The national average of 5.3 per cent, which is 78,854 schools, ends up impacting the health of over 70 lakh girls, according to UDISE data visualised by Stats of India, a data visualisation firm run by a Mumbai-based data science engineer.  

“Across India, 26.5 crore children study in 14.9 lakh schools. If we assume that 48 per cent of those are girl students, 78,000 schools have an estimated 70 lakh girls, who are affected by the lack of separate functional toilets,” a tweet by the firm said.

“The lack of toilets severely impacts girls as they avoid drinking water or eating food due to the fear of using dirty toilets. This is inhumane and a violation of child rights,” said  R Venkat Reddy, national convenor of MV Foundation, which works on the issue of child rights. A lot of girls drop out of school, especially when they start menstruating, due to this, he added.

The Right to Education Act, 2009, made it mandatory for schools to build separate toilets for boys and girls. It had a five-year grace period for the States to implement the Act. However, several States, including Telangana, are still lagging behind.

Telangana also falls behind when it comes to toilets for boys in schools. According to the UDISE, 17.2 per cent of schools in Telangana, higher than the national average of 3.5 per cent, don’t have any functional toilets.

“Investment in education in the State budget has decreased tremendously in the last eight years. As there is no investment, infrastructure is being hampered,” said Venkat Reddy.“In 2014, the State government used to spend 10 per cent of its annual budget on education which has now been decreased to six to seven per cent,” he added.
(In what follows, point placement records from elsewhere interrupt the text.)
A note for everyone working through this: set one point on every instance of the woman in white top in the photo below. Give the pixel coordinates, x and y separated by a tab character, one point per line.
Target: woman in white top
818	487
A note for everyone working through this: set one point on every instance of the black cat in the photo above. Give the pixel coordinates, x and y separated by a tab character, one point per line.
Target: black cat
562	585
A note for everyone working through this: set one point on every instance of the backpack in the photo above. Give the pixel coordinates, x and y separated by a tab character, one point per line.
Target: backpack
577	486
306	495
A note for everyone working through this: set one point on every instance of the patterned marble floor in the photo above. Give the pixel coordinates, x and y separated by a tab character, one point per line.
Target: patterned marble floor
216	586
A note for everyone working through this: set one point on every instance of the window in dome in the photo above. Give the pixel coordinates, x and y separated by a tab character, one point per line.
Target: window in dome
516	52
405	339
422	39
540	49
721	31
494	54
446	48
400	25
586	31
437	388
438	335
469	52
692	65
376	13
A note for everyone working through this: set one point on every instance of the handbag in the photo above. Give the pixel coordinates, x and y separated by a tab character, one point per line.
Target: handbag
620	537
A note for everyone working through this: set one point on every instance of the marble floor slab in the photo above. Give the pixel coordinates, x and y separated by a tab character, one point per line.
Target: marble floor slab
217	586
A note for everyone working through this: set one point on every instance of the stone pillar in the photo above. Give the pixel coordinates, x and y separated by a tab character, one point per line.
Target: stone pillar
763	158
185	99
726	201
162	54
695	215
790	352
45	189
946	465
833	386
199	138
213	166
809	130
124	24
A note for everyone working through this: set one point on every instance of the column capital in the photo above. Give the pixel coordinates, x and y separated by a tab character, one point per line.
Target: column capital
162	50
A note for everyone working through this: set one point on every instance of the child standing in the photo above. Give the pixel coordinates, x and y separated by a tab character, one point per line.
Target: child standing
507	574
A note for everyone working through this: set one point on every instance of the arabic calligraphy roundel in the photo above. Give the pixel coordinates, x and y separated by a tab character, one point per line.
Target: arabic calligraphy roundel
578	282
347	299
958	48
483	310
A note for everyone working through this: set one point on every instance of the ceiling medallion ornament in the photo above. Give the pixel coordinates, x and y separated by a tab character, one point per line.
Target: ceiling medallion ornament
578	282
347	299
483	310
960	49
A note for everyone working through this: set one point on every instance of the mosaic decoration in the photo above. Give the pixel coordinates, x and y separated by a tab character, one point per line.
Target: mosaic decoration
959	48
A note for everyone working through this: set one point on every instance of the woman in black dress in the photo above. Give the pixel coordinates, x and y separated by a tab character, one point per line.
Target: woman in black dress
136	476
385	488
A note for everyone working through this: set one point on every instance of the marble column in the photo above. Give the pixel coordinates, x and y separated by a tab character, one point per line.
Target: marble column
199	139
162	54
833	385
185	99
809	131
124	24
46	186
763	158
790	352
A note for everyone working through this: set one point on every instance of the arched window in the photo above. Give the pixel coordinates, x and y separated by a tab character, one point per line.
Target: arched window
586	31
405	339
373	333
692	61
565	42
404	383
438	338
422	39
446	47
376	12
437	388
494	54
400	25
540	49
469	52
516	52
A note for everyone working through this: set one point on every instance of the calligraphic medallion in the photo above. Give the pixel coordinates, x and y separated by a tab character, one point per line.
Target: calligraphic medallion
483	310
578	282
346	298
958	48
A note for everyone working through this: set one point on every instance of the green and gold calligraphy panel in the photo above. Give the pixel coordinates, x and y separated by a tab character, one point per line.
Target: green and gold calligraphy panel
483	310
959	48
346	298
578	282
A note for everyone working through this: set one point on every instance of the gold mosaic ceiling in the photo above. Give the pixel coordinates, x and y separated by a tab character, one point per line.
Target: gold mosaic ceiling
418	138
UP, Bihar rank better in availability of toilets

UDISE data shows that a lot of north Indian States, such as Uttar Pradesh and Bihar, which are usually termed as backward, have a higher availability of functional toilets compared to Telangana. According to the information provided by PRS India, an independent nonprofit research institute, out of the total budget, Telangana has earmarked only 7.3 per cent, the least in all States, for education.The number of dysfunctional or non-operating toilets will be much higher than what has been shown in the UDISE data, Venkat Reddy said.